- Genre: Drama
- Directed by: Barath Neelakantan; Sarjun KM; Siva Ananth;
- Starring: Prasanna Varalaxmi Sarathkumar Abhirami Venkatachalam Kishore Jayaprakash Rohini
- Country of origin: India
- Original language: Telugu
- No. of seasons: 1
- No. of episodes: 3

Production
- Producers: Sujatha Narayanan E S Devasena
- Editor: A. Sreekar Prasad

Original release
- Network: Aha
- Release: October 16, 2020

= Addham =

2020 Indian web series

Addham is a 2020 Indian Telugu-language anthology streaming television series directed by Barath Neelakantan, Sarjun KM, and Siva Ananth.

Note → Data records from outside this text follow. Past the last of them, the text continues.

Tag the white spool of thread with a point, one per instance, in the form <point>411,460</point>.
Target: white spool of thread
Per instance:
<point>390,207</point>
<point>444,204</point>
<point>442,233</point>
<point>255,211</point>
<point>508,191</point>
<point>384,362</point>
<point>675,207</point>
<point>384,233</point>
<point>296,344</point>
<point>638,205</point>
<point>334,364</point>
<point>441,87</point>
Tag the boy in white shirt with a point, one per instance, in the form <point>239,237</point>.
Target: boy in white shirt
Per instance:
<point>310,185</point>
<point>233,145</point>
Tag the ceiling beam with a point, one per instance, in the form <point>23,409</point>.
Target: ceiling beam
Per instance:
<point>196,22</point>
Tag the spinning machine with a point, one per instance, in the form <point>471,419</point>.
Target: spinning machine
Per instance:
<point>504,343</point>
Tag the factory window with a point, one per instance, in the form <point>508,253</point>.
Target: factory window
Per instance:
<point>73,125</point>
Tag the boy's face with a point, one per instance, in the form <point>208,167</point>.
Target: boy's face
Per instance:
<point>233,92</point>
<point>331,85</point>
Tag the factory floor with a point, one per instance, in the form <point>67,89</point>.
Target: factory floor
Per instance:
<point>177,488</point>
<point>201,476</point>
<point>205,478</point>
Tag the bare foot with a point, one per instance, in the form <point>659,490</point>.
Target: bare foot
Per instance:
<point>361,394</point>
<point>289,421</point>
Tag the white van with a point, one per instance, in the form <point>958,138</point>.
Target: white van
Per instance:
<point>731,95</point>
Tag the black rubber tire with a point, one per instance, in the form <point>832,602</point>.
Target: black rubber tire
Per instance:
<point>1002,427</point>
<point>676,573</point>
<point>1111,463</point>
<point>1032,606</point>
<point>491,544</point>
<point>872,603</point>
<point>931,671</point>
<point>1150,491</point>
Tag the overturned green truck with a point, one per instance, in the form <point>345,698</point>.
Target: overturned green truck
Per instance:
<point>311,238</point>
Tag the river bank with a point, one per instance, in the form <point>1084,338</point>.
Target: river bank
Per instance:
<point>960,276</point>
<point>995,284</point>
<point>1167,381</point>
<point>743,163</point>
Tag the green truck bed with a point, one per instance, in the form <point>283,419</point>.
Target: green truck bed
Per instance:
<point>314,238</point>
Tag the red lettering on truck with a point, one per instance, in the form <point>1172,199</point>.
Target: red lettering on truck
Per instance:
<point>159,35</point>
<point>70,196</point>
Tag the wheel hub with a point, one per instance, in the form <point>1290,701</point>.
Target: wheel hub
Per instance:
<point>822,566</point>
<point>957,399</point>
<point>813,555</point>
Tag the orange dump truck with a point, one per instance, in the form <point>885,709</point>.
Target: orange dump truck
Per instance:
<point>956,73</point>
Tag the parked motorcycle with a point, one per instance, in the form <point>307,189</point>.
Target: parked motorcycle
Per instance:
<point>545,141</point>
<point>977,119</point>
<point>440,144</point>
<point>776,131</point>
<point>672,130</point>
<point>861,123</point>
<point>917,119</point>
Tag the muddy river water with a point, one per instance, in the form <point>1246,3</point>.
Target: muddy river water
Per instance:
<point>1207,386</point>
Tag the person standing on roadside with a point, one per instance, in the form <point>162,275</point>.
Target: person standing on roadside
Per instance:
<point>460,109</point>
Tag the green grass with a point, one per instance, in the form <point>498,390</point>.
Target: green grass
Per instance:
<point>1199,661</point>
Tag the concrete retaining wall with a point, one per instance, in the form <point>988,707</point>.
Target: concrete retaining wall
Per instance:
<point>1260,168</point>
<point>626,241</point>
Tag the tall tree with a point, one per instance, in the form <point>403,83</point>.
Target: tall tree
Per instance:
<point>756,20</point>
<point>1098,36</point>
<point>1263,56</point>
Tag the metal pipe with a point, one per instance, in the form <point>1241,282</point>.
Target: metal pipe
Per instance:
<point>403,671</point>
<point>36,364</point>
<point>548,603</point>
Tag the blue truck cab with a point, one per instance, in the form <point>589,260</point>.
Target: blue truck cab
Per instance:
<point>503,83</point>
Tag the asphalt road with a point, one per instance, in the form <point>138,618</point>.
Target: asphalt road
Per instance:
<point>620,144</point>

The series comprises three episodes with cast and crew hailing from Chennai.

== Segments ==
- Crossroads by Barath Neelakantan
- The Road That Never Ends by Sarjun KM
- The Unwhisperable Secret by Siva Ananth

== Cast ==

| Crossroads | The Road That Never Ends | The Unwhisperable Secret |
|---|---|---|
| Prasanna as Krish; Abhirami Venkatachalam as Rekha; Pavithra Marimuthu as Swetha; | Jayaprakash as Sathyam; Praveen as Kumar; Rohini as Shanti; | Kishore as Ram; Varalaxmi Sarathkumar as Shruti; Arjun Chidambaram; |

== Reception ==
The Hindu reviewed "The ideas explored in Addham are universal, beyond region and language barriers. It’s not a perfect, bravura series but definitely worth delving into". The New Indian Express gave the series a rating of two-and-a-half out of five stars and wrote, "But, overall, Addham falls short of capitalising on interesting premises and characters".